The gryphon wings on the lion also recall the Evangelist symbol of Mark — the winged lion of the second Gospel, the creature that represents the royal dignity of Christ's mission and the power of the divine message that sweeps through the world. Vapula's winged lion carries this ecclesiastical heritage: the knowledge he transmits has the authority of a being who combines the lion's earthly sovereignty with the eagle's aerial perspective, the royal ground-level power with the bird's capacity to see the whole.
Vapula holds one power of unusual breadth: he makes men learned and expert in all sciences, philosophy, and all handicrafts. The combination of abstract sciences and philosophy with practical handicrafts — the arts of the hand as well as the arts of the mind — is uniquely comprehensive in the Goetia's knowledge-teaching spirits. Where most spirits teach the liberal arts, Vapula explicitly includes the practical crafts that the liberal arts curriculum often excluded.
The pairing of philosophy with handicrafts is the pairing that the ancient world identified as the complete education: the trivium and quadrivium of the liberal arts (for the mind) alongside the artes mechanicae (for the hand). In medieval educational theory, the seven liberal arts and the seven mechanical arts formed the complete curriculum of human capability — theory and practice as a single system rather than a hierarchy in which theory was superior. Vapula teaches both simultaneously: the winged lion who thinks and makes, who rises to see the whole and returns to work the part.
The philosophical tradition that most closely parallels Vapula's dual domain is the Aristotelian — specifically Aristotle's insistence that knowledge of causes (the philosophical) and knowledge of how to produce effects (the practical) belong to the same unified understanding. The craftsman who knows why wood bends as it does can work wood with an authority that the craftsman who merely knows how cannot match. Vapula's philosophy and handicrafts are one knowledge in two registers: the same understanding expressed through the mind's reasoning and the hand's skill.

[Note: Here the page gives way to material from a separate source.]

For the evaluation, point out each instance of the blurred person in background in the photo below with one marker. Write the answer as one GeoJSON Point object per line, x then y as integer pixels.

Sixty as a base number is not merely a historical curiosity — it reflects a genuine mathematical insight that the ancient Babylonians understood and that modern timekeeping still uses. Sixty is the smallest number divisible by 1, 2, 3, 4, 5, and 6 simultaneously. This extraordinary divisibility makes sixty the most harmonically flexible number available for measurement: it can be divided into halves, thirds, quarters, fifths and sixths without remainder, which is why the hour has sixty minutes and the minute sixty seconds — no other number below 360 accommodates all these divisions so cleanly.

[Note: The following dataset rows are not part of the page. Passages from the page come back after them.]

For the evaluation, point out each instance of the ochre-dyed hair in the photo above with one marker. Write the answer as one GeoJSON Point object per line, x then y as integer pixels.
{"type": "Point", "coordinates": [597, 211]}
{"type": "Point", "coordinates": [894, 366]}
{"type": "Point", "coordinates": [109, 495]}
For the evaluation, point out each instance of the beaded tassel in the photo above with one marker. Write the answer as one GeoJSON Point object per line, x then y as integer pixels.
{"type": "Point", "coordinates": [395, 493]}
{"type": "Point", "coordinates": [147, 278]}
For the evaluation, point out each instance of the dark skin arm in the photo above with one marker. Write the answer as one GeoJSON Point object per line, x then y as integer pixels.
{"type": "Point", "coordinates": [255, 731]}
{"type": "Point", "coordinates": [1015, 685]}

Vapula at sixty stands at this number of maximal harmonic divisibility: the spirit who teaches both philosophy and handicrafts is himself at the position of maximum flexibility, the spirit whose domain accommodates the most diverse range of human capabilities without forcing any into a remainder category. He teaches what can be divided into every useful fraction of human skill — abstract and practical, theoretical and applied, mental and manual — the complete divisible sixty of human knowledge.
The name Vapula (also rendered as Naphula in some manuscript traditions) has uncertain etymology. Some researchers have proposed connections to Latin vapulo (to be beaten or flogged) — an etymology that might connect to the manual labour of the craftsman, or to the pedagogical traditions of the ancient world in which physical discipline was considered part of learning. Others have suggested the two names (Vapula and Naphula) represent two separate manuscript traditions for a name whose original form resisted stable Latin rendering.

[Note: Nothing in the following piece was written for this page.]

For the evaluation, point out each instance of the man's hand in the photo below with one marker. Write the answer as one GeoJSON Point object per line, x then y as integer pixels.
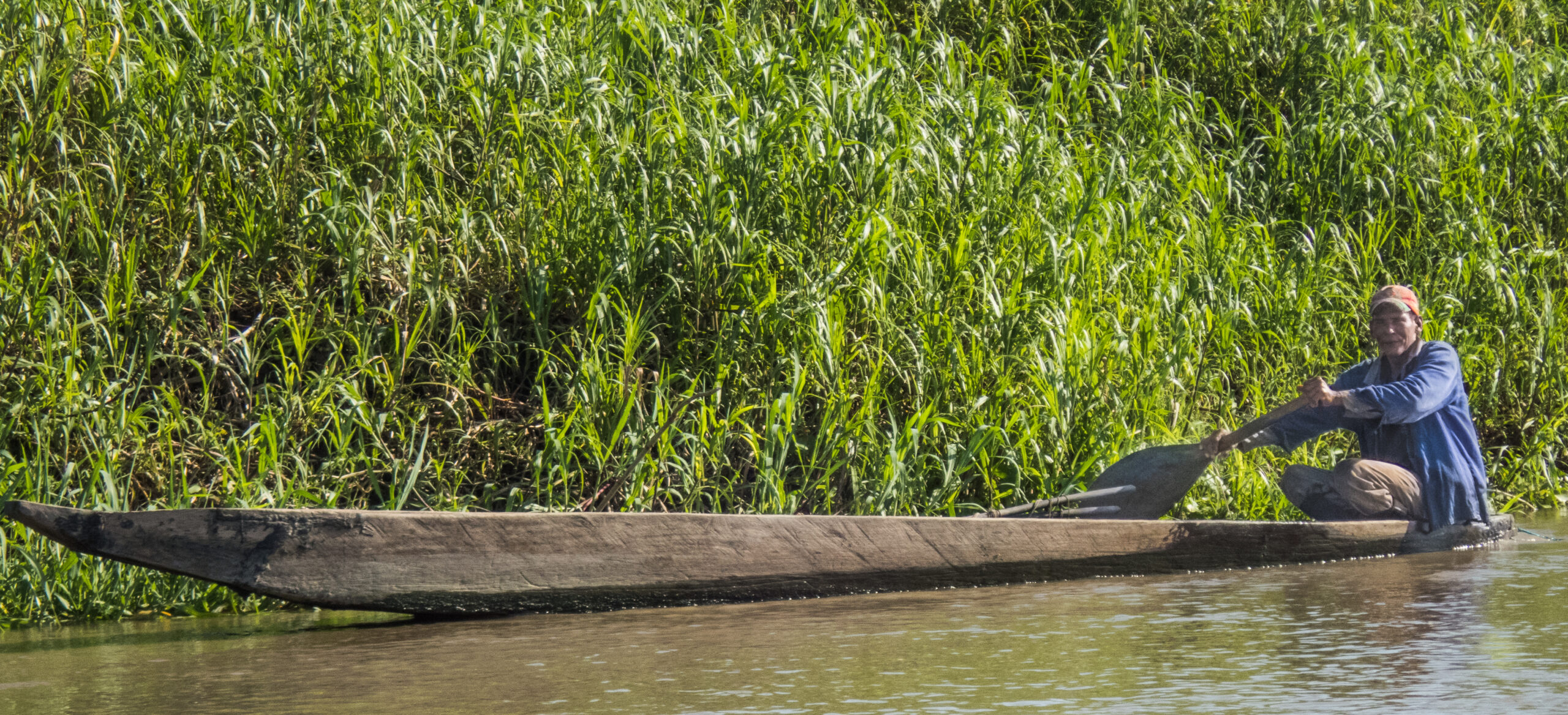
{"type": "Point", "coordinates": [1321, 394]}
{"type": "Point", "coordinates": [1211, 446]}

Vapula is invoked by those who seek the integration of theoretical and practical knowledge — the philosopher who wants to make things as well as think them, the craftsman who wants to understand why the material behaves as it does as well as how to work it. The winged lion at the sixtieth position, the position of the Babylonian complete cycle, offers the most harmonically complete curriculum in the Goetia: from the highest philosophical abstraction to the most grounded manual skill, the full sixty-divisible range of what a human being can know and do.